Amgen offers hope in KRAS-mutated cancer with sotorasib read-out

Last year Amgen intrigued scientists and investors alike after announcing data showing it had produced the first drug that seemed to work against KRAS mutations, which are found in lung and other cancers but have proved hard to treat.

At this year’s European Society for Medical Oncology (ESMO) conference, Amgen announced updated data from the full phase 1 cohort of the CodeBreak 100 study.

This tested the newly-named sotorasib, previously known by the codename AMG 510, across several types of solid tumour.

Data simultaneously published in the New England Journal of Medicine from 59 patients with non-small cell lung cancer (NSCLC) was highlighted during an oral presentation at ESMO.

Sotorasib demonstrated confirmed objective response rate (ORR) and disease control rates (DCR) of 35.3% and 91.2%, respectively, in 34 heavily pretreated patients (median of two prior lines of therapy) with NSCLC, who were treated with the 960 mg daily dose (data cutoff of June 1, 2020).

Anticancer activity was seen across all dose levels in patients with NSCLC, with a confirmed ORR of 32.2% and DCR of 88.1%, and median duration of response of 10.9 months, with 10 of 19 responders still in response as of the data cutoff.

Tumour shrinkage was observed in 71.2% of patients at the first week-6 assessment. Median progression-free survival (mPFS) in patients treated with sotorasib was 6.3 months.

Safety and tolerability in patients with NSCLC were consistent with previously seen CodeBreaK 100 results.

No dose-limiting toxicities were observed and there were no fatal treatment-related adverse events (TRAEs). The most common TRAE was diarrhoea, occurring in around a quarter of patients.

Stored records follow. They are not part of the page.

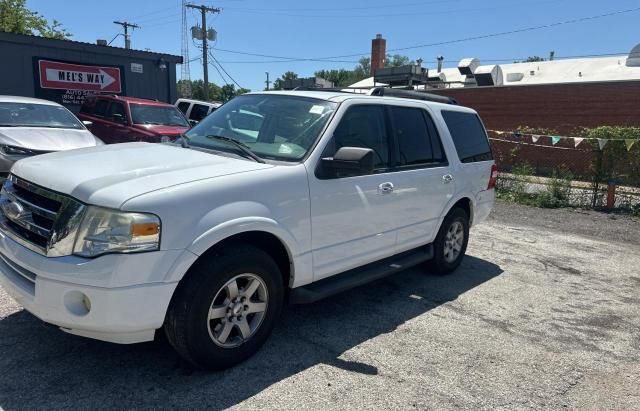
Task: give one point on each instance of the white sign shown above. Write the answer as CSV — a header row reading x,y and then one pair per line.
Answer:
x,y
137,68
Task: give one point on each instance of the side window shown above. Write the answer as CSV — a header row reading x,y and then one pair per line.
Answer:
x,y
198,112
100,108
184,107
364,126
468,136
117,112
418,141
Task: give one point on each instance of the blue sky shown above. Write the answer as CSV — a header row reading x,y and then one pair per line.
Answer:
x,y
296,29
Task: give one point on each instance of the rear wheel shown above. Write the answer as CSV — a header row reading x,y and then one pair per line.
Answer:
x,y
225,308
450,244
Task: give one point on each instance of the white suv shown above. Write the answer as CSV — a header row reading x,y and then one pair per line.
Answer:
x,y
275,196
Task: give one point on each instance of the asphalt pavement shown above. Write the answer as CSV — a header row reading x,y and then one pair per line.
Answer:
x,y
543,313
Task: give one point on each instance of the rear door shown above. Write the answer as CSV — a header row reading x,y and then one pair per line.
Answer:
x,y
101,126
470,139
423,179
476,160
353,218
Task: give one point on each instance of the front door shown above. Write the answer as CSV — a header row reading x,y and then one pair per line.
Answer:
x,y
353,218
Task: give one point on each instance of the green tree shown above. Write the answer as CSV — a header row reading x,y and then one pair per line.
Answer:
x,y
15,17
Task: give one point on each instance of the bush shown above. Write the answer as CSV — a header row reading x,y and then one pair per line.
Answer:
x,y
558,192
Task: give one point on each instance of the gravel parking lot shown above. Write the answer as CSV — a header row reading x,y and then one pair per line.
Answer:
x,y
545,312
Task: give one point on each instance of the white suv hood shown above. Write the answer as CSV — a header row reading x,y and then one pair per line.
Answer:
x,y
112,174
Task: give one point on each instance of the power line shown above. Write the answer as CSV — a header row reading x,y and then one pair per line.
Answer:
x,y
227,73
446,42
125,25
386,15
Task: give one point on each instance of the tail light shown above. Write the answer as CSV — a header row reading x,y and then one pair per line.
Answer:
x,y
494,177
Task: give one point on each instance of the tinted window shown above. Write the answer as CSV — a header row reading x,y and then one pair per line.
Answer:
x,y
418,141
364,126
100,108
118,109
159,115
87,106
468,136
198,112
184,106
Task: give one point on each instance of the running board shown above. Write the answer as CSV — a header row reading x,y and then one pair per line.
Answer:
x,y
360,276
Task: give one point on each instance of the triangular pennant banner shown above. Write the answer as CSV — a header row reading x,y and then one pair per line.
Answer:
x,y
602,142
629,143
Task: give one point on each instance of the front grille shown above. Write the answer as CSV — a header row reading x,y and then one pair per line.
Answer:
x,y
38,218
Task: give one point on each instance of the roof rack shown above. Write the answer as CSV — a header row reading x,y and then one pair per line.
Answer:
x,y
408,93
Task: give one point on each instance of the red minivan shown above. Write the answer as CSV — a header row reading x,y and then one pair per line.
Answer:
x,y
118,119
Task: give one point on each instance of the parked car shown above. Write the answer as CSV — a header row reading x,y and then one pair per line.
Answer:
x,y
118,119
196,110
275,195
30,126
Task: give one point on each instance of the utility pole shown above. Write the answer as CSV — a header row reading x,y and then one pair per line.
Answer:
x,y
205,57
126,25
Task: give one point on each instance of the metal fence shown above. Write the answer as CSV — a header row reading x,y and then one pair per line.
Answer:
x,y
557,171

Professor Fabrice Barlesi, medical director of Gustave Roussy Institute, Paris, France commented “There are currently no approved targeted therapy options for KRAS G12C and patients remain in need of additional treatment options, which makes these new findings particularly important.”

It’s still early days for sotorasib, but the consensus of opinion from the virtual conference was that sotorasib could be a breakthrough in the treatment of KRAS-positive cancers.


Amgen’s data sparked several large deals with KRAS-developing biotechs, with Merck & Co and Boehringer Ingelheim two of the highest profile examples.

Expect to see more activity in KRAS if Amgen and its competitors produce more supportive data.